A quick scroll through the Facebook page shows members asking for help in cleaning up a littered area or sharing the trash they sporadically chose to pick up themselves. Members live in all parts of the county, organizing events from Sugar Hill to Snellville and Berkeley Lake to Dacula.

The grassroots organization led by Gwinnett residents came to fruition after Laura Hernandez, Chad Livsey, Glori Hunter, Donna Swessel and Dennis Swessel got connected at cleanup events hosted by other organizations. All sharing an interest in beautifying their neighborhoods, they made it their mission to offer a platform for the average person to call others to help them clean up the places they call home, Hernandez said.

By the group’s third week in existence, volunteers had invested nearly 100 hours of work, collecting more than 560 bags of trash and 98 tires in total, Hernandez said. Outside of resources from Gwinnett Clean and Beautiful, volunteers work without municipality funding.

“It takes a toll on a person to drive or walk by litter and blight in their community every day without doing something about it,” said Hernandez, also founder of Gwinnett Recycles. “I think the sad thing is people don’t realize they can do something about it or don’t know where to start.”

Livsey’s interest in bettering his hometown piqued when he returned from living in New York to take care of his mother who had fallen ill. After driving her to dialysis treatments, he’d spend hours picking up the litter around The Promised Land, a community where his family’s roots run deep. As he drove his mother back from her appointment, Livsey used to point out the trash he had picked up.

“She’d be ready to go, and I’d pick her up and drive back down the street, just to show her that she deserved better,” Livsey said.

In 2017, he started adopting streets through Gwinnett Clean and Beautiful’s adopt-a-road program and launched the predecessor to Come Clean Gwinnett called the Chad Livsey Project, in which he works to beautify other underserved areas in both Gwinnett and beyond, he said.

“She passed a little before I got my first (road adoption) sign, so she didn’t get to see it,” said Livsey, holding back tears while speaking about his mother. “But she’s the reason I keep doing this.”

Schelly Marlatt, executive director of Gwinnett Clean and Beautiful, believes littering stems from a lack of knowledge about its detrimental effects.

Not only does littering harm the environment, but it has the potential to lower property values, said Shaunieka Taylor, director of community outreach for the county. County officials have observed an uptick in litter since the pandemic started, she said.

“Litter looks gross,” said Kyla Livsey-Walker, a member of Come Clean Gwinnett who participated in the most recent cleanup at The Promised Land. “I’m a real estate agent, so I’m always looking at communities and I take pride in mine. People need to be held accountable and come together to address this issue, like what we’re doing today.”

District 3 Board of Commissioner Jasper Watkins III, who helped plan Centerville’s event and picked up trash with volunteers, stressed that litter is an issue everywhere and not just in Gwinnett County. But that doesn’t mean littering deserves any less attention from government officials, he said.

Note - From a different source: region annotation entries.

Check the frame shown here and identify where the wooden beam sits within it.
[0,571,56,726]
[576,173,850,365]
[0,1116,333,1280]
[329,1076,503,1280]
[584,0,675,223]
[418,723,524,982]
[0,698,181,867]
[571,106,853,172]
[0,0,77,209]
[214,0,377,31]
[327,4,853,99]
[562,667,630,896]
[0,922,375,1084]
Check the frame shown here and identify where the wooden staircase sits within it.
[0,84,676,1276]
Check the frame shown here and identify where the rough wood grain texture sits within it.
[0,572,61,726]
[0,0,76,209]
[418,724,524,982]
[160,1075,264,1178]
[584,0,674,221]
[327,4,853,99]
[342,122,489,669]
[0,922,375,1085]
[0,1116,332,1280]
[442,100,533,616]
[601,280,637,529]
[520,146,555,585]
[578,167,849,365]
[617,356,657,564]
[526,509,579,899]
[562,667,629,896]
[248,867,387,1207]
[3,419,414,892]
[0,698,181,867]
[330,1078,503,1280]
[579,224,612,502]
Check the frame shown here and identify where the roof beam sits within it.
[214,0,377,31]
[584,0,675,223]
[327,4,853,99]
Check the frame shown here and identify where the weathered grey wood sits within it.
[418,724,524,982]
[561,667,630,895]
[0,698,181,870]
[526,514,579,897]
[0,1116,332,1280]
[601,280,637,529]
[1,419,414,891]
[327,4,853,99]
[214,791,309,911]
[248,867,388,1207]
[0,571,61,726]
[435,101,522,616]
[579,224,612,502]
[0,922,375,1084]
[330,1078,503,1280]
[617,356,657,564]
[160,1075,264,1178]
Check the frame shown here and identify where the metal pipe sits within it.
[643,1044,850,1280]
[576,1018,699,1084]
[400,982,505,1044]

Besides Watkins, the group has garnered attention from other local government officials for their work, including Board of Commissioners Chairwoman Nicole Love Hendrickson. “A great trait of Gwinnett residents is that they love opportunities to create positive change,” Hendrickson said. “The new Come Clean Gwinnett initiative exemplifies this passion to make a difference, and I commend the organizers and volunteers who spend their time picking up litter to beautify our community.”

As a member of the Facebook group himself, Loganville Mayor Rey Martinez shared that he spent an hour filling three trash bags while on a walk down Ga. 78. It inspired Hunter, one of the co-founders, to spontaneously go out a day later and throw away trash around Loganville areas in need.

“I feel like the whole world has changed in a lot of ways, where people have become more individualistic instead of collective,” Livsey-Walker said. “Once you start bringing that community back and get people to acknowledge that these things are an issue, I feel like that can make a definite change.”